Why is that, Father? Ariadne asked. How can that which has happened be undone? My beloved child, Minos answered, the past is only what the poets tell us. Born liars all, like the ones who sing for their supper at my banquet table. Brains and memory addled; for each event that was they will, in each generation, invent ten that weren’t, and each generation will add its numberless inventions. Much later, men even more inconsequential, called historians, will keep rewriting the past until fables take its place.

Ariadne thought hard. She said, Father, you have shown me the way. For us mortals the future is brief; the past may be eternal. To save my honor, I will make my own story of the misfortunes that are to befall me. Here is how it shall be told:

I, Ariadne, knew that the Athenian ship with black sails would once again bring to you, Father, Athens’s yearly tribute—seven youths and seven virgins of great beauty—destined to sate my half-brother Minotaur’s hunger for human flesh and slake his thirst for human blood. I also knew that the hero Theseus, son of the King of Athens, was among them, vowing to kill Minotaur. Revenge moved him, and loathing of Minotaur’s nature, part human and part animal, and for the coupling of which he was the fruit, when Queen Pasiphaë, my mother, maddened by Poseidon, let the sea god’s bull cover her. Concealed in a wooden cow that Daedalus had made for her, she crouched and gave herself to him. Later, you had Daedalus build the Labyrinth where, ashamed, you keep Minotaur hidden. And I knew the prophecy made to Theseus, that I would conceive a passion for him so strong that it would make me betray my country and my half-brother. With my help, he would enter the Labyrinth, surprise Minotaur, and slaughter the monster with a man’s beautiful face and a bull’s body, using a sword smuggled by me. Then, guided by my advice and using a ball of string given by me, he would escape from the maze, and set sail for home with his companions and me as his concubine. This will not come to pass!

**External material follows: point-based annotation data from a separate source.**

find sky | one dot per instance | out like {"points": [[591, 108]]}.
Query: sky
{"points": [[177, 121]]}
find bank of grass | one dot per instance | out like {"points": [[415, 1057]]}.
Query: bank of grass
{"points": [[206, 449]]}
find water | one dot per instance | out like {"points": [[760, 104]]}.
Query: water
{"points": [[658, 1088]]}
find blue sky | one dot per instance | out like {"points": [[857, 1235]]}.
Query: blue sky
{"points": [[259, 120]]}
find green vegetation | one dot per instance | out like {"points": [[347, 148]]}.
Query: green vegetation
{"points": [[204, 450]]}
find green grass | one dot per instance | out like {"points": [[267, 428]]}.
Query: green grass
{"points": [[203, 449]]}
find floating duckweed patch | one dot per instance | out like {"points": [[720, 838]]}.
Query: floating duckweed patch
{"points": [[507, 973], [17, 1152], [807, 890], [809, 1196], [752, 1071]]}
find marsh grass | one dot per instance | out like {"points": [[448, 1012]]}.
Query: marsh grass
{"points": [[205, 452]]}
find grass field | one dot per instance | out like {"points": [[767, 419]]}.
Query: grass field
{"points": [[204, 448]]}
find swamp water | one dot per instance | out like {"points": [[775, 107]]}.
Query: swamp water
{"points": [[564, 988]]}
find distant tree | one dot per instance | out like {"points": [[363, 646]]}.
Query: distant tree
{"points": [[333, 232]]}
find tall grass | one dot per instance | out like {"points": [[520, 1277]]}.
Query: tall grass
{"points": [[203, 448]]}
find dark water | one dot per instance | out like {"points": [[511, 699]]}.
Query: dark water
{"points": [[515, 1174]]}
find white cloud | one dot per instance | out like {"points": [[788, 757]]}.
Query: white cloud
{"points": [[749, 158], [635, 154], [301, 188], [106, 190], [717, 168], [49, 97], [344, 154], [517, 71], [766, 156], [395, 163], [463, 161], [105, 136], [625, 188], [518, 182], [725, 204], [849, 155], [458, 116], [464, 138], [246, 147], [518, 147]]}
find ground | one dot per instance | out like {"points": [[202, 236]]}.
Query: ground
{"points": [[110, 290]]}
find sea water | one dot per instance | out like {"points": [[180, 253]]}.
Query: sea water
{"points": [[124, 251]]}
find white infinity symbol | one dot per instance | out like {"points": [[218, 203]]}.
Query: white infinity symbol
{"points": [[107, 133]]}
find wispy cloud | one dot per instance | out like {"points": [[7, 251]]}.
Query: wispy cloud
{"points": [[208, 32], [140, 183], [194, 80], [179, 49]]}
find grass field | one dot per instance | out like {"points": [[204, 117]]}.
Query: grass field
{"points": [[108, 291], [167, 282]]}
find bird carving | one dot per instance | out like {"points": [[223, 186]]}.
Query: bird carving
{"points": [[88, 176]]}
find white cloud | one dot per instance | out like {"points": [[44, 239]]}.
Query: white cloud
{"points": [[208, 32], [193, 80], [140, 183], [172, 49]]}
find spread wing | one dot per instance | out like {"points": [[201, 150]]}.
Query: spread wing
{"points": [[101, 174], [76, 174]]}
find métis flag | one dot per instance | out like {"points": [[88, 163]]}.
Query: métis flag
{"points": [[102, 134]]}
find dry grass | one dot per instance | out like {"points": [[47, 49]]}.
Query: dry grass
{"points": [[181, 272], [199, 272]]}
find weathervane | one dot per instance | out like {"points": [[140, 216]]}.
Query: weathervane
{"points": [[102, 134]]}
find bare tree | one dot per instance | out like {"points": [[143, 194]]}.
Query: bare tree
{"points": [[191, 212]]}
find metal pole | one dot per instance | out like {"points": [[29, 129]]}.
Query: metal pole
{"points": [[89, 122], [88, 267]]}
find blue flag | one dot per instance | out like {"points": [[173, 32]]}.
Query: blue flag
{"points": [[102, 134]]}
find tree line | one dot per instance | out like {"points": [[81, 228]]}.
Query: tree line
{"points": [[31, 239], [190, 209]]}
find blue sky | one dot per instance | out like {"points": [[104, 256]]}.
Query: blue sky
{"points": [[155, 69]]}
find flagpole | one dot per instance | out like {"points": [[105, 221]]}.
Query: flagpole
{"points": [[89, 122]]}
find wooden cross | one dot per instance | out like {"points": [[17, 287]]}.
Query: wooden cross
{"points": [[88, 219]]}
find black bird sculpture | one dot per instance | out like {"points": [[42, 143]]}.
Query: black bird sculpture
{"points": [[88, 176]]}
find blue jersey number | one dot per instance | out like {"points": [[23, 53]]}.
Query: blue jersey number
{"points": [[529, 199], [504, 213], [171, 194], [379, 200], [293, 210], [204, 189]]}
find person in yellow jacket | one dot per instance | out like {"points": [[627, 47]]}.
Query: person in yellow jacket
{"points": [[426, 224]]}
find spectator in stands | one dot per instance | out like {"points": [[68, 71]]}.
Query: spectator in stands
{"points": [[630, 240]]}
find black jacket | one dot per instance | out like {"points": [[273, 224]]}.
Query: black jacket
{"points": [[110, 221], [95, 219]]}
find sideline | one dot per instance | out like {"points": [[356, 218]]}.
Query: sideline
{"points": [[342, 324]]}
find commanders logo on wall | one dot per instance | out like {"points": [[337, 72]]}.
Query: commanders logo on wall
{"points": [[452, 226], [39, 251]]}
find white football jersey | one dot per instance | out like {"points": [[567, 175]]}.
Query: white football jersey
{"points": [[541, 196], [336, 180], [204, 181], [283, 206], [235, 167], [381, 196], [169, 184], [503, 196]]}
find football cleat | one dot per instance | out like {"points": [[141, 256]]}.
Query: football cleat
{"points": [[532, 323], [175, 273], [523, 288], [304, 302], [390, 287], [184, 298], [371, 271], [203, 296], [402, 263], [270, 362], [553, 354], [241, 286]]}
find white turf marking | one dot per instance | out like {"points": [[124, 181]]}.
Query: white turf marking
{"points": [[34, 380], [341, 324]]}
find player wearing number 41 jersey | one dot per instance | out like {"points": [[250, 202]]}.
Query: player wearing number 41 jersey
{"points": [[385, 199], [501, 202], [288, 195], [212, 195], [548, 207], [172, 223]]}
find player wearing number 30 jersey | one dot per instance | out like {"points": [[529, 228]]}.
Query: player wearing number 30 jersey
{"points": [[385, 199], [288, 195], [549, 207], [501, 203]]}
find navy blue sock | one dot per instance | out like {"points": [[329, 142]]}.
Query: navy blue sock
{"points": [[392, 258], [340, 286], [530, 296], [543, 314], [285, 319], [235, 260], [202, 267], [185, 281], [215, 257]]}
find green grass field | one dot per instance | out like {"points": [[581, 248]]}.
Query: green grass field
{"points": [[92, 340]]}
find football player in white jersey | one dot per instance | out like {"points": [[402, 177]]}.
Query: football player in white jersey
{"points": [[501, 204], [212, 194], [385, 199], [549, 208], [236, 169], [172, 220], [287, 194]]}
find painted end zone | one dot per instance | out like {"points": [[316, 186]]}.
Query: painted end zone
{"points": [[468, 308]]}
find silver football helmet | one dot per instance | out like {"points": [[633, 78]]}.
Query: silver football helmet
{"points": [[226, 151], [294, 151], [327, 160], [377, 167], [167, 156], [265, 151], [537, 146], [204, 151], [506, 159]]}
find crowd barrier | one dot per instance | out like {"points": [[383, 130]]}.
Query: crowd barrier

I will, alas, give myself to Theseus. But, to humiliate me and recall the bull and Pasiphaë’s shame, the fool will take me doggie-style. The insult will enrage me, and rekindle my love for Minotaur, as man and bull. You know that I honor all living creatures equally. For sex, though, I’ll take the bull anytime. Warned by me, Minotaur will devour Theseus and the thirteen other Athenians. Then, bellowing happily, a garland of roses around his neck, he will ask for my hand, which you will graciously bestow. And so, after Zeus has called you to his side, Minotaur and I and our children will reign over rich and fertile Crete until the tenth generation.